Q: I have a 6-year-old female cat who I’ve had since she was born. I really love her and am very attached to her. My friend’s cat just had a litter of kittens and he asked me if I would take one off his hands. I’m considering taking one of the males but they are only 2 weeks old. He said they will be ready in another three weeks to leave their mother. I don’t know how my older cat is going to react to this. Also, I don’t want any harm to come to the kitten. Is it a wise choice to put them together? I will be on vacation the first three weeks he’s here.
A: Your friend should wait until the kittens are at least 12 weeks old before dividing the little family up. Five-week-old kittens are too young to separate from their siblings and mom. Between the ages of 7 and 14 weeks, kittens learn very important social skills as well as bite inhibition. During this important stage of development they also increase their physical coordination through play and other interactions with their mom and siblings.

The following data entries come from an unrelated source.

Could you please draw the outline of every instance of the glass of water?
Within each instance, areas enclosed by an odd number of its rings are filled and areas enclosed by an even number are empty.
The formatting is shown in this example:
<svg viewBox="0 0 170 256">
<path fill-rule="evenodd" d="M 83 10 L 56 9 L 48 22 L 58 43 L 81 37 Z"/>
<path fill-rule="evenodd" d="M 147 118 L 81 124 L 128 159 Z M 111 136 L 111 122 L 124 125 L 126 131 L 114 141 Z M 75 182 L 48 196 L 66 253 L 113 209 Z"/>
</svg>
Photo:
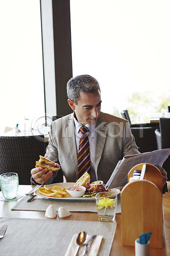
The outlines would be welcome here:
<svg viewBox="0 0 170 256">
<path fill-rule="evenodd" d="M 112 192 L 99 192 L 96 194 L 96 203 L 100 221 L 114 221 L 117 200 L 117 194 Z"/>
<path fill-rule="evenodd" d="M 0 186 L 3 195 L 7 199 L 14 198 L 18 189 L 18 175 L 15 172 L 0 175 Z"/>
</svg>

Typically, older cats do not appreciate an unfamiliar kitten moving in. While most kittens want to spend every waking moment playing and chasing everything that moves, older cats prefer a nice nap or quiet afternoons looking out a window. Older cats can be very annoyed by the incessant playing of kittens, and kittens do not get the activity and play that they need when interacting with an older cat during this active growth stage.

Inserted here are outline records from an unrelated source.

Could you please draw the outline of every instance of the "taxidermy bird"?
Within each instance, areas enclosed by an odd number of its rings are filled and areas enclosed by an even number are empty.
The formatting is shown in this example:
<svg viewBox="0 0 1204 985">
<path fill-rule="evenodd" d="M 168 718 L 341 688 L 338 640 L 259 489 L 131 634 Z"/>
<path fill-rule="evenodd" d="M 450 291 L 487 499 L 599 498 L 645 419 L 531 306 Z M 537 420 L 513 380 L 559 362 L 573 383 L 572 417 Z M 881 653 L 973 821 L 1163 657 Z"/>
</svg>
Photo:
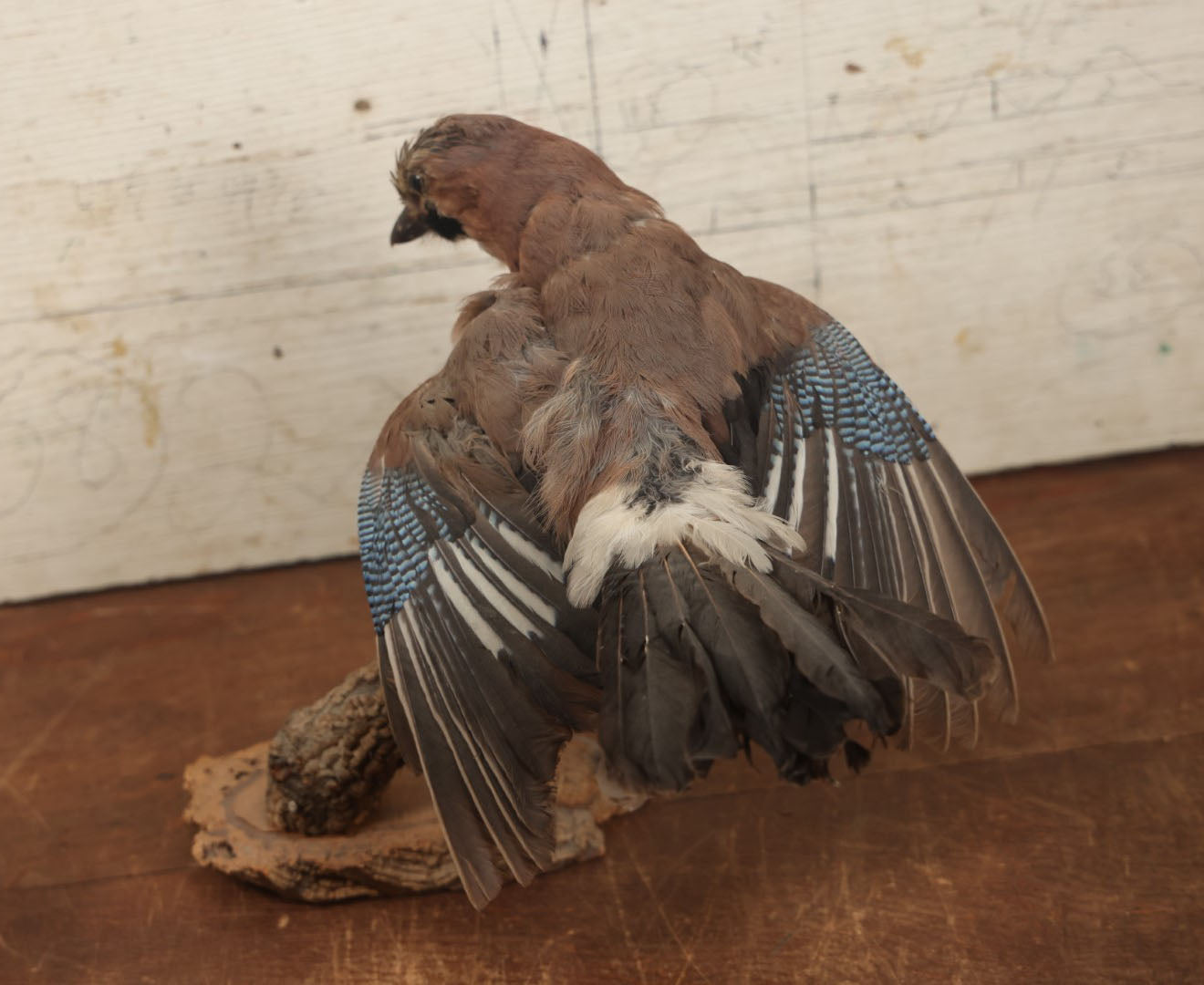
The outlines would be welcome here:
<svg viewBox="0 0 1204 985">
<path fill-rule="evenodd" d="M 1014 712 L 1037 597 L 843 325 L 506 117 L 438 120 L 395 184 L 393 243 L 508 270 L 389 418 L 359 512 L 390 721 L 476 907 L 549 866 L 573 732 L 675 791 L 751 743 L 805 783 L 867 761 L 850 729 L 948 744 Z"/>
</svg>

Cats should always be introduced to each other gradually. I counsel my clients to take a month or longer to properly introduce cats to each other. Your female has lived all of her life with you and has never had to share either you or her house with any other cat. Bringing a new kitten home and introducing him too quickly would probably result in your resident cat being very unhappy and stressed. She also might injure the newcomer.
If you do decide to bring the new kitten home, wait until after you are back from your vacation to adopt him. Ideally, wait until the kitten is 12 weeks old. Introductions, even when done perfectly, are stressful for both the resident cat and the newcomer. Leaving them for three weeks during the critical introduction phase can result in your resident cat thinking she’s been abandoned by her favorite human and result in a difficult introduction. Additionally, the new kitten needs to start bonding to you, his new primary owner when he arrives in your home.
When you do go on vacation, a cat-centric person should visit your resident cat at least once a day, giving her fresh food and water, cleaning her cat box and interacting with her.